The conflict for control of data reflects contemporary anxieties about corporate surveillance and digital privacy, and the power wielded by those who control information. Evidence is hidden in vast quantities of digital data. Tidalwaiv attempts to win by withholding knowledge. In response, Haller’s team constructs a Faraday cage, or a secure information space safe from the electronic intrusion they rightly fear. The introduction of journalist Jack McEvoy also adds to the motif: He is an expert in navigating the digital world that Haller needs to fight on this new terrain. McEvoy’s key discovery of Naomi Kitchens is a feat of informational analysis, as McEvoy connects alphabetized email distribution lists with TheUncannyValley profiles.

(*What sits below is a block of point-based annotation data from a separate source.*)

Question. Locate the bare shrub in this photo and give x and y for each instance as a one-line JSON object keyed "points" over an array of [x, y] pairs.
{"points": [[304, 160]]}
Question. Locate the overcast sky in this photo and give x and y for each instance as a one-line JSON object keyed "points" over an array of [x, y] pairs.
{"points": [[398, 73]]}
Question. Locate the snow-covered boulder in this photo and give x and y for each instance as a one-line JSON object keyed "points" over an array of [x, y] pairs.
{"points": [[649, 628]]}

The opening chapters frame the lawsuit as a microcosm of a larger societal conflict surrounding The Abdication of Moral Responsibility in Technological Advancement. The AI companion, Clair, is created and released without adequate consideration for its potential to cause harm. Tidalwaiv’s refusal to take responsibility for its AI product’s flaws illustrates a corporate ethos where innovation is divorced from ethical oversight. The figure of Naomi Kitchens, the project’s original ethicist, exemplifies this abdicated duty. Her erasure from the official record demonstrates the company’s recklessness. By positioning a McEvoy, a writer who covers “technology’s follies” (14), on the legal team, the narrative establishes itself as a cautionary tale, questioning society’s rush to embrace powerful technologies without first establishing the moral frameworks to control them.